Ahead of next week’s WWDC 2021, Apple is highlighting the young developers who have won its Swift Student Challenge. The annual contest exists to reward up-and-coming coders who are on Apple’s radar. They typically win some great Apple swag for their troubles.

This year, for its second virtual Worldwide Developers Conference, Apple handed out prizes to 350 next generation Swift coders from 35 countries and regions. They had to submit an original Swift playground in order to win a spot.

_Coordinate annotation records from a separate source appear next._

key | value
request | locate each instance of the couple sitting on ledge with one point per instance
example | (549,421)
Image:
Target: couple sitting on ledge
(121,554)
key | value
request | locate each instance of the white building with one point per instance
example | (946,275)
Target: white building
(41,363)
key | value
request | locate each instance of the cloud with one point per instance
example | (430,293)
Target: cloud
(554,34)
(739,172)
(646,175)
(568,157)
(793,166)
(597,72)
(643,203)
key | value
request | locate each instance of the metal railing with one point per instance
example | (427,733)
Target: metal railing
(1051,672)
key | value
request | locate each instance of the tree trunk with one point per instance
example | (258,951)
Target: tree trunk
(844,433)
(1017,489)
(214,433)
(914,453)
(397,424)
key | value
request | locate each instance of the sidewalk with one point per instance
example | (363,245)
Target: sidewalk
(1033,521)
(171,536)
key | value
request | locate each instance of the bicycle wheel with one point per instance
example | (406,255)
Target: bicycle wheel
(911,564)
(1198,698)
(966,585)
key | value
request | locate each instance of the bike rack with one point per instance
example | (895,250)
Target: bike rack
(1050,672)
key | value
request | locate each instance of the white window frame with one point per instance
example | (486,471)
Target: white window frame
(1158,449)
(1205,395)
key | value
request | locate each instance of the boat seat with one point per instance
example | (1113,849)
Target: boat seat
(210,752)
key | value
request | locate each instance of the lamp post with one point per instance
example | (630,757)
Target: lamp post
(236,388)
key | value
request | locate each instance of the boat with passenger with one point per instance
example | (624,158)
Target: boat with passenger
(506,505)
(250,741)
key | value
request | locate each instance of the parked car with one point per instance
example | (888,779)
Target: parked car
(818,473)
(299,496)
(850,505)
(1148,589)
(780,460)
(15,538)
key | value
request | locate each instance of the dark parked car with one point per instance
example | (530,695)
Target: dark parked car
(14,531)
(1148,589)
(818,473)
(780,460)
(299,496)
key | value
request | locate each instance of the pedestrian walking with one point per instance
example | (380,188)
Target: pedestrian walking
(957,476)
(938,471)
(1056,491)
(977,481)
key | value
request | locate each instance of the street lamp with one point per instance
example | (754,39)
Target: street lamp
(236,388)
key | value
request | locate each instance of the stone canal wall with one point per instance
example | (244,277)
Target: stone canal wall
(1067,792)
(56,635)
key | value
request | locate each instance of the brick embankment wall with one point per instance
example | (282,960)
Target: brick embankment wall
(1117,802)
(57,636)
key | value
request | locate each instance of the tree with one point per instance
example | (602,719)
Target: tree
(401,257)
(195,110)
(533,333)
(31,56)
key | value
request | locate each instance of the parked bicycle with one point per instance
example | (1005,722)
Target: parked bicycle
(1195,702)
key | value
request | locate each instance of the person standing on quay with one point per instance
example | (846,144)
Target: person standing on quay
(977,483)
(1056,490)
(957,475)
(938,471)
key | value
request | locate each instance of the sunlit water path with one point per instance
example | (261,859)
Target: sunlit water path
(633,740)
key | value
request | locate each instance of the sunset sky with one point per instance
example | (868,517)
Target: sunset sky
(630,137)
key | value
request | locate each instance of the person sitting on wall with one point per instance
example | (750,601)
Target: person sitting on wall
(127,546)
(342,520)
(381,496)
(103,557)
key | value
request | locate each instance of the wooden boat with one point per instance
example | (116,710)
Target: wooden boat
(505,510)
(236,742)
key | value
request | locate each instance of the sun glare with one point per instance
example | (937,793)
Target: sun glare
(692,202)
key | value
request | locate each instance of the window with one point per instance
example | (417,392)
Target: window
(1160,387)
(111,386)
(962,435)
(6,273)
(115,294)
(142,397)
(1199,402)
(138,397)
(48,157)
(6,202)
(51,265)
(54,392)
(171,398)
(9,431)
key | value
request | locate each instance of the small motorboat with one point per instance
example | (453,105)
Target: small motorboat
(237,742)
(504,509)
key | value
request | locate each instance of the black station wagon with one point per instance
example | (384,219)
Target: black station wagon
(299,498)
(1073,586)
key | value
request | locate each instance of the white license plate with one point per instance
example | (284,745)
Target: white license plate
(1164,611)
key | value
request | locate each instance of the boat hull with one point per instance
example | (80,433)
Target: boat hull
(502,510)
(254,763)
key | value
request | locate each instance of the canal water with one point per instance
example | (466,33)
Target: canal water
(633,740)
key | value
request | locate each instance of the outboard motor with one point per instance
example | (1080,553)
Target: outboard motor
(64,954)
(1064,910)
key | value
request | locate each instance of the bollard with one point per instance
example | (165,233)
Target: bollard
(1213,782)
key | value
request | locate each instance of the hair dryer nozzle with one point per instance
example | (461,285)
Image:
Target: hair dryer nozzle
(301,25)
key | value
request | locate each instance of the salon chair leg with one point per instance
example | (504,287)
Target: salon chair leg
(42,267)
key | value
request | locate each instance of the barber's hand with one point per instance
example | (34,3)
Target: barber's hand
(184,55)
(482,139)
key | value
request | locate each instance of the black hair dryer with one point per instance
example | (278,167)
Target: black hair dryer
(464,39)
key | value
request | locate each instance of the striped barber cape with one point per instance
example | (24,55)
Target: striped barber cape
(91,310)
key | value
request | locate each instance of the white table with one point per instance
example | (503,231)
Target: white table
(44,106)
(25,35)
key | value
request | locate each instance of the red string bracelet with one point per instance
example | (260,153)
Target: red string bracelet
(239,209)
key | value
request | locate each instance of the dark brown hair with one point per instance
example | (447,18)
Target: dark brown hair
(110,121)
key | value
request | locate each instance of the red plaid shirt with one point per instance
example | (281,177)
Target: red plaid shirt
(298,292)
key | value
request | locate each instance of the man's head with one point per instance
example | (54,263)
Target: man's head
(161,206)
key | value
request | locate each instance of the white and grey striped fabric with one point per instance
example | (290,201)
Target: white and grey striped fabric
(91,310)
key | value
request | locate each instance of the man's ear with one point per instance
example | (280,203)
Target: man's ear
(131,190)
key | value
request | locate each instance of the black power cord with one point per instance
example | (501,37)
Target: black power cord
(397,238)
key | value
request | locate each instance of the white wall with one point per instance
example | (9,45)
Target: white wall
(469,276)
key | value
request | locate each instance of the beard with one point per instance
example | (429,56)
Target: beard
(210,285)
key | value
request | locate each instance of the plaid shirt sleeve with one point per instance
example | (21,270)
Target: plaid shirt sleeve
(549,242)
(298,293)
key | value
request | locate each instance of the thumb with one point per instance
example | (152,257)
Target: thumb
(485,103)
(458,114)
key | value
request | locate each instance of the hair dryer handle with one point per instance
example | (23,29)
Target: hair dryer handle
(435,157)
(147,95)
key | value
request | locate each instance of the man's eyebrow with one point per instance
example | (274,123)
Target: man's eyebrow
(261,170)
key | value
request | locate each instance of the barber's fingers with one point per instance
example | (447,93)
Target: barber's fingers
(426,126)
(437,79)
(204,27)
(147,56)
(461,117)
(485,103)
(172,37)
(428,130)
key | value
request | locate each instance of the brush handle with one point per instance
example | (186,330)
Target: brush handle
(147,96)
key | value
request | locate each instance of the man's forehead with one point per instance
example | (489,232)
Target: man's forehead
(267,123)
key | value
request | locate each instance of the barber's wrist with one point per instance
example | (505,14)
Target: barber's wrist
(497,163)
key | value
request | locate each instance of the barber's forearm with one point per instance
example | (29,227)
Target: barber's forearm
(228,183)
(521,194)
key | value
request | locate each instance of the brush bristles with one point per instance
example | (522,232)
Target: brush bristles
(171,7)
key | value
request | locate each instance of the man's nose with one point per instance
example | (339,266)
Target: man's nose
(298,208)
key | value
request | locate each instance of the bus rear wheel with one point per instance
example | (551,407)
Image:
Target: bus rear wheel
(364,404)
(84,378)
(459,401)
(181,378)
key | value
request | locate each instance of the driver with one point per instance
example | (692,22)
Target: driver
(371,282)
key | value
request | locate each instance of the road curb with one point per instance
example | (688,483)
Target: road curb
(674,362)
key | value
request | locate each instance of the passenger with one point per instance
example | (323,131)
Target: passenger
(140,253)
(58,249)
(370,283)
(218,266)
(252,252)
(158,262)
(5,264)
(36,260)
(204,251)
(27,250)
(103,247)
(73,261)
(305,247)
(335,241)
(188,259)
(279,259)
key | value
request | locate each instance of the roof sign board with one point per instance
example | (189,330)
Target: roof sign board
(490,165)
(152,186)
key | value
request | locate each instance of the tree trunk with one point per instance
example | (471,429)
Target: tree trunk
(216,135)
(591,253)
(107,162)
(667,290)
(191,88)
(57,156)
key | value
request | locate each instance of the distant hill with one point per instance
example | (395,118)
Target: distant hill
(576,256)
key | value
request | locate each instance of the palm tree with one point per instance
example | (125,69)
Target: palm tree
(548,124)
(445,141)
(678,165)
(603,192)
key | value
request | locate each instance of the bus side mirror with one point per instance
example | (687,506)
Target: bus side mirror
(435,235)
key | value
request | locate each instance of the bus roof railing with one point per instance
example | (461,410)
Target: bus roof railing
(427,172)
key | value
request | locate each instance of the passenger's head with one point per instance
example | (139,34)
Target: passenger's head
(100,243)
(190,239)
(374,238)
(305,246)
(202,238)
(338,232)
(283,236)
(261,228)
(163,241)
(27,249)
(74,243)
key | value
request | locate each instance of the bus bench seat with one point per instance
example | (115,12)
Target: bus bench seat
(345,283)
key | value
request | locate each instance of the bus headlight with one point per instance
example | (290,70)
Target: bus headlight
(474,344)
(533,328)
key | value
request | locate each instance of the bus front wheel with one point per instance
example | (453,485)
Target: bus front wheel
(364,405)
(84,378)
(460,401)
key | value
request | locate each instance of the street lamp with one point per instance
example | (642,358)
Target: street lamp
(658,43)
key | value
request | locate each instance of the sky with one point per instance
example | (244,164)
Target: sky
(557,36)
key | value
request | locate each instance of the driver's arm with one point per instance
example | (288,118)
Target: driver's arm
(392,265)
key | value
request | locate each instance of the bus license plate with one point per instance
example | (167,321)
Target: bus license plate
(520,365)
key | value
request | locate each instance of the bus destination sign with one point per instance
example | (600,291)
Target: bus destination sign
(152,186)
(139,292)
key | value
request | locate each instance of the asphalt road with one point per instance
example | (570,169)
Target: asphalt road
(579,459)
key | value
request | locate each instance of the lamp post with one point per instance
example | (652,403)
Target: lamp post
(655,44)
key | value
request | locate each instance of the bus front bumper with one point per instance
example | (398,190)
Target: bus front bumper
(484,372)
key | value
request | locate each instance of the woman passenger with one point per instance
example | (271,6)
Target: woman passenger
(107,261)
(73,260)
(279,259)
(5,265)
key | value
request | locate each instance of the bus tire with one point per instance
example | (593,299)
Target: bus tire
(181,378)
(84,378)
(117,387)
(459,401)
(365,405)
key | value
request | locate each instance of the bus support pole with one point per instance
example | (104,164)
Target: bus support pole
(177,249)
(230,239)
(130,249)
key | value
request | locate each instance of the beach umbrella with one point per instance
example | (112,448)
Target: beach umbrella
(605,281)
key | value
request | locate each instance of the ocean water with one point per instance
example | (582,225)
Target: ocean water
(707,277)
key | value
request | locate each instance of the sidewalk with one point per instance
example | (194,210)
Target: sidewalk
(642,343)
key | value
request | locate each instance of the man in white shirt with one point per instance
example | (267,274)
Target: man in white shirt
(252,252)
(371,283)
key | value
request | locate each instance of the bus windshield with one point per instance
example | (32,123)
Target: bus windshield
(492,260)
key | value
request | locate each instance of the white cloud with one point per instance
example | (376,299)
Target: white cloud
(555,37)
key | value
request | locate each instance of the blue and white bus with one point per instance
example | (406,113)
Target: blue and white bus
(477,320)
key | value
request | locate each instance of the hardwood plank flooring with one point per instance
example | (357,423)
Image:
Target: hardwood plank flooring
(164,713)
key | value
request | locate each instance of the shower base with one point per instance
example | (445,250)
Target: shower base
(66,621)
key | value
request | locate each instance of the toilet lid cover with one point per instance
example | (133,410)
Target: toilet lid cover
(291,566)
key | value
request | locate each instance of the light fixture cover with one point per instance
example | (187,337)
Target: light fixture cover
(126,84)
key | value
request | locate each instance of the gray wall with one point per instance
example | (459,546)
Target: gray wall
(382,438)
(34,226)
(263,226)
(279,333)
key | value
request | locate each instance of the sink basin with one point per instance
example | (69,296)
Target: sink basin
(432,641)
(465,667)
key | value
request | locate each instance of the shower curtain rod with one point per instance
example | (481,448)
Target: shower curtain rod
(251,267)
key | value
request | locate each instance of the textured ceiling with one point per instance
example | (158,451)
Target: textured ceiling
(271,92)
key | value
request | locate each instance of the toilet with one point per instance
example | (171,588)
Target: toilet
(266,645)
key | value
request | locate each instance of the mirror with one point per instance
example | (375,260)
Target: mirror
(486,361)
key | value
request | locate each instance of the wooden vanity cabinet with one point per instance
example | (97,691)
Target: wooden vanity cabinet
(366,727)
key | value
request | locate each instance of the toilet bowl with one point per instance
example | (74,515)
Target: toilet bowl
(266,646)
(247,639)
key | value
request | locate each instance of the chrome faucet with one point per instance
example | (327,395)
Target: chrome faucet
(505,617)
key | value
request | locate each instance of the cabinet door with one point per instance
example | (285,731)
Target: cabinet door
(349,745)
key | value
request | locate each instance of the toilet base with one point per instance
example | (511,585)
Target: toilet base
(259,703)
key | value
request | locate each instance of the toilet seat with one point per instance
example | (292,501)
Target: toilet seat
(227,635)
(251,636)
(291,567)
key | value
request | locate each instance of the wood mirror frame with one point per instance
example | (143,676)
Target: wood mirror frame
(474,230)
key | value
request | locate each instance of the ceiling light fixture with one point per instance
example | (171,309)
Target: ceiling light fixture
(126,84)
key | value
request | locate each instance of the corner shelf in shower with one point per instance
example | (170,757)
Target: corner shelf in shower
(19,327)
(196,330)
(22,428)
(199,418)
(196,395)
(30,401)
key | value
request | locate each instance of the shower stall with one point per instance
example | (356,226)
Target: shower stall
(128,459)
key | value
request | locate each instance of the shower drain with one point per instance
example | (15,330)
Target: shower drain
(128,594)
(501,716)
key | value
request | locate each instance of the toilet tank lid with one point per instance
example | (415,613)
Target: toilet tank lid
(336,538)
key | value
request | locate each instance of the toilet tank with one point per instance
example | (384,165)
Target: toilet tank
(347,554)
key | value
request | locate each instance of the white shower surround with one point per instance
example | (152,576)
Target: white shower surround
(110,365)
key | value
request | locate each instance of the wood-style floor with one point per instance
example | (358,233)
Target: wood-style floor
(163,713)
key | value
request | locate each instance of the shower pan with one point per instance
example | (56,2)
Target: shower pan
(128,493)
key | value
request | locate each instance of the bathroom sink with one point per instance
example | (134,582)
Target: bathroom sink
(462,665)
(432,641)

Apple seizes upon this year’s competition to show off the diversity of the people who entered.

“Every year, we are inspired by the talent and ingenuity that we see from our Swift Student Challenge applicants,” said Susan Prescott, Apple’s vice president of Worldwide Developer Relations and Enterprise and Education Marketing, in a statement. “This year, we are incredibly proud that more young women applied and won than ever before, and we are committed to doing everything we can to nurture this progress and reach true gender parity.”

Highlighting diversity in developers

Apple highlights several apps in its press release. One, an app called Feed Fleet by California-based Gianna and Shannon Yan, pairs volunteers with at-risk individuals to carry out essential goods delivery during COVID. Yan is also designing an app to report sexual assault on school campuses. Another is for breast cancer self-examinations and heart disease checks for young women.

“If we foster the next generation with an emphasis on diversity, we’ll continue the acceleration of innovation within tech,” Yan said. “I think it’s really important that people from diverse backgrounds are able to have their voices heard so that we can best identify the problems that most affect our world.”

Another app, created by 15-year-old Abinaya Dinesh, is designed to to help offer people with gastrointestinal disorders access to information and resources. “Showing the next generation that this technology exists and can lead to huge advancements in medicine and society is so important, said Dinesh. “And I’m proud that after the program was over, there were seniors applying to college who told me this experience changed what their major was going to be.”

Diversity and equality of opportunity has been a big push of Tim Cook’s during his time running Apple. In 2018, Cook said he thought that the tech industry had “missed” doing enough to break up the male dominated culture in Silicon Valley.

Apple can’t do this on its own, of course. But by highlighting young developers who are creating potentially transformative tools for Apple users around the world, it gets to use its considerable spotlight to highlight some of the work being done.